Pertama, biasanya terjadi saat ada huruf yang berakhiran tanda (‘) yang dalam bahasa Madura berfungsi sebagai “K” yang pengucapannya agak dalam. Seamsal, sakonik. Padahal yang benar adalah sakone(sedikit). Alek, padahal yang benar ale(adik). Nyeltek, padahal yang benar nyelte’ (menyentil). Petek, padahal yang benar pete’. Tadek, padahal yang benar tada’ (tiada).
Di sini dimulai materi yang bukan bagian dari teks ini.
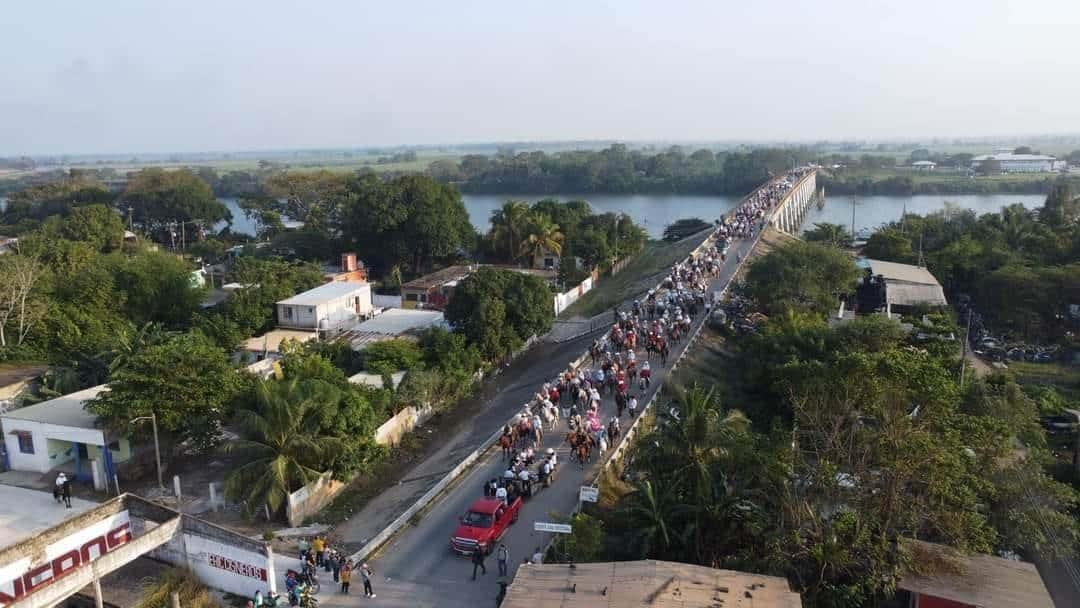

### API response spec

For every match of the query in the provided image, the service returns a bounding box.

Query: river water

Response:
[453,194,1045,239]
[0,194,1045,239]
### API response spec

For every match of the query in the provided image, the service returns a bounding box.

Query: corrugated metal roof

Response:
[278,281,372,306]
[896,540,1054,608]
[0,384,109,429]
[349,371,405,389]
[885,280,948,306]
[353,308,446,336]
[866,258,941,285]
[502,559,802,608]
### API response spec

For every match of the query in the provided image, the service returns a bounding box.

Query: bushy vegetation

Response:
[446,267,555,361]
[599,237,1080,607]
[863,186,1080,342]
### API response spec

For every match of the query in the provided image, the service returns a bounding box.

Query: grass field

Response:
[1009,361,1080,402]
[836,168,1080,188]
[561,233,705,319]
[58,153,460,177]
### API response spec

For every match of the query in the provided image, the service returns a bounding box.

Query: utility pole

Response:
[130,411,165,496]
[960,306,971,390]
[851,197,855,243]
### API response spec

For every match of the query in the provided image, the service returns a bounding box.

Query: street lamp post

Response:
[129,411,165,496]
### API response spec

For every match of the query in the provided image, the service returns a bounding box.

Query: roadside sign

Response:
[532,522,573,535]
[578,486,600,502]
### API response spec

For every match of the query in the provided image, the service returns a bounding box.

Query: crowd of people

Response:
[715,168,812,240]
[485,170,806,481]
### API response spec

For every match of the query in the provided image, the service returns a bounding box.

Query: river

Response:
[453,193,1045,239]
[802,192,1047,235]
[0,194,1045,239]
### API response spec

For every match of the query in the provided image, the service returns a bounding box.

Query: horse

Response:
[566,431,595,469]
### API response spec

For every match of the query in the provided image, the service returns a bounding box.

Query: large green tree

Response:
[802,221,851,247]
[446,267,555,361]
[746,242,859,313]
[225,379,342,514]
[119,167,230,234]
[87,334,239,450]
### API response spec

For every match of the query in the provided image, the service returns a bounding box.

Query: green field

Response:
[58,153,460,177]
[1009,361,1080,402]
[561,234,705,319]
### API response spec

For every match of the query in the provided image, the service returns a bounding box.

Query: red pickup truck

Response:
[450,497,522,555]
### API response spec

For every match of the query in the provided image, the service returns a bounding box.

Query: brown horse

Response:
[499,435,514,460]
[566,431,596,469]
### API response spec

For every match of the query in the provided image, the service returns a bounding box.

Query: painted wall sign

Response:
[0,511,132,607]
[206,553,267,581]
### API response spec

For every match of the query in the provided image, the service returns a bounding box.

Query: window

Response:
[13,431,33,454]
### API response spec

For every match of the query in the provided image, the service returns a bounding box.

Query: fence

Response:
[555,270,597,316]
[375,405,434,447]
[285,471,349,526]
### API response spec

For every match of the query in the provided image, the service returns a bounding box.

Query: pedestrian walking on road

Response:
[496,543,510,577]
[473,545,487,581]
[360,564,375,599]
[339,562,352,595]
[60,477,71,509]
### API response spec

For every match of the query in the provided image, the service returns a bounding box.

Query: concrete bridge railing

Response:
[772,170,818,234]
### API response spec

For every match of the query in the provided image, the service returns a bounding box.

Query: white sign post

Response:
[578,486,600,502]
[532,522,573,535]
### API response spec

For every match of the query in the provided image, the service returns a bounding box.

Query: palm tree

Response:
[620,479,681,558]
[491,201,529,261]
[225,378,342,513]
[643,384,750,505]
[519,214,563,265]
[802,221,851,247]
[103,321,176,376]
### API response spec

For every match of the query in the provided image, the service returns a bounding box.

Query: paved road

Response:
[334,336,609,551]
[320,234,753,607]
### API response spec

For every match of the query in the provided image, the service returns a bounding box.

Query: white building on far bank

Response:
[276,281,373,333]
[971,152,1056,173]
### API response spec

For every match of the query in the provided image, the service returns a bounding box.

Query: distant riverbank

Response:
[818,170,1080,197]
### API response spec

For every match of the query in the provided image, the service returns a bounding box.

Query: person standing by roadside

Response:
[329,551,342,582]
[360,564,375,599]
[60,477,71,509]
[472,545,487,581]
[339,562,352,595]
[495,542,510,577]
[311,536,326,566]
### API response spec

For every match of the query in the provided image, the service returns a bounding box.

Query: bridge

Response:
[771,168,818,235]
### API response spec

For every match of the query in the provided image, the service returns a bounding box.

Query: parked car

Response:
[450,497,522,555]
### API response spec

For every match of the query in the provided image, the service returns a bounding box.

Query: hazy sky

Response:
[0,0,1080,154]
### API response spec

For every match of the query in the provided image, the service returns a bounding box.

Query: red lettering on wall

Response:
[23,564,53,595]
[0,524,132,606]
[53,550,82,579]
[105,524,132,551]
[0,579,25,606]
[79,537,109,562]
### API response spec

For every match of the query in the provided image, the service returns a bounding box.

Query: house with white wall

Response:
[0,384,132,487]
[276,281,373,332]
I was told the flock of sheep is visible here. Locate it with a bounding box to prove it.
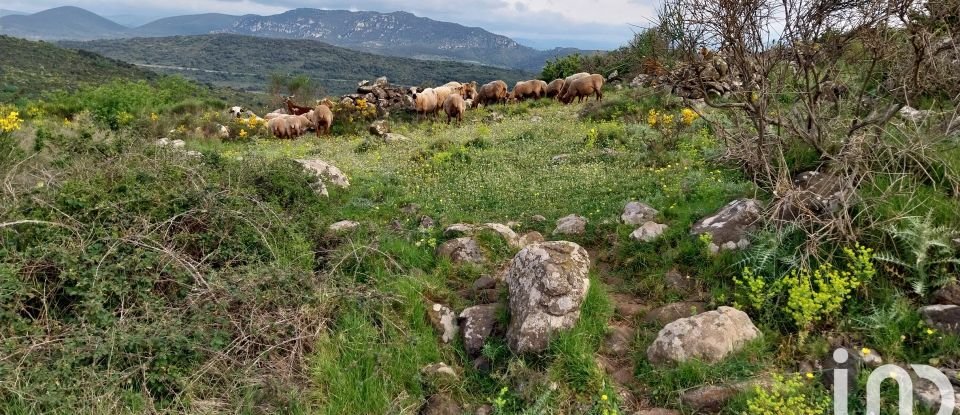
[230,72,604,138]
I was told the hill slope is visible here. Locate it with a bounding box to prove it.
[0,36,156,102]
[0,6,127,40]
[132,13,240,37]
[61,34,530,93]
[224,9,570,71]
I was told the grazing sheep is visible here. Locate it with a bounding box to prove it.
[510,79,545,101]
[310,104,333,137]
[283,95,313,115]
[443,94,467,124]
[546,79,565,98]
[560,74,603,104]
[413,88,439,119]
[557,72,590,98]
[476,80,507,105]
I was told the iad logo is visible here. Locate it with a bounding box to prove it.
[833,349,956,415]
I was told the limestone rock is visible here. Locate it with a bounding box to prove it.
[506,241,590,353]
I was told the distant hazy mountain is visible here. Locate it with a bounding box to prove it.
[0,9,30,17]
[0,6,127,40]
[0,7,592,72]
[60,34,532,93]
[133,13,240,36]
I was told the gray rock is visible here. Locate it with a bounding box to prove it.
[460,304,499,356]
[327,220,360,233]
[553,215,587,235]
[647,307,760,365]
[630,222,668,242]
[691,199,762,252]
[367,120,390,137]
[506,241,590,353]
[643,301,706,326]
[297,159,350,196]
[437,237,487,265]
[920,304,960,334]
[620,202,660,225]
[427,303,458,343]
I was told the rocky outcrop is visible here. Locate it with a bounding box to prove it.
[647,307,760,365]
[506,241,590,353]
[691,199,762,253]
[553,215,587,235]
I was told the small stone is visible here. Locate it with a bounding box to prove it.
[427,303,459,343]
[327,220,360,233]
[473,275,497,291]
[630,222,668,242]
[553,215,587,235]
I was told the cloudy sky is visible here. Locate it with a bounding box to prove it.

Beda dengan salak yang penulisannya tetap salak karena huruf “k” di bagian akhir tersebut pengucapannya agak keluar.

Kedua, untuk kata-kata yang berakhiran huruf vokal, biasanya sebaian besar gaya penuturan orang madura baik Madura asli atau luar Madura diberi tambahan huruf “h” yang kemudian menyusupi bahasa tulisannya. Semisal, mateh, sengkah, kancah, koccah, tarompah, kastah, dan lain seamsalnya. Padahal, yang benar baghairi “h” alias tanpa intervensi huruf “h”.

Ketiga, ketumpangtindihan dalam memilih huruf vokal “e” dan “a”. Semisal, bede beddena beddek  bedde bedde, padahal yaang benar; badha baddhana beddha’ beddha-beddha (ada sebuah wadah bedak yang bolong), bekna, bek en, ajer, padahal yang benar ba’na, ba’an, ajar (kamu, kamu, belajar). Seperti contoh lagi, yang banyak saya temukan, madure, padahal yang benar adalah madura.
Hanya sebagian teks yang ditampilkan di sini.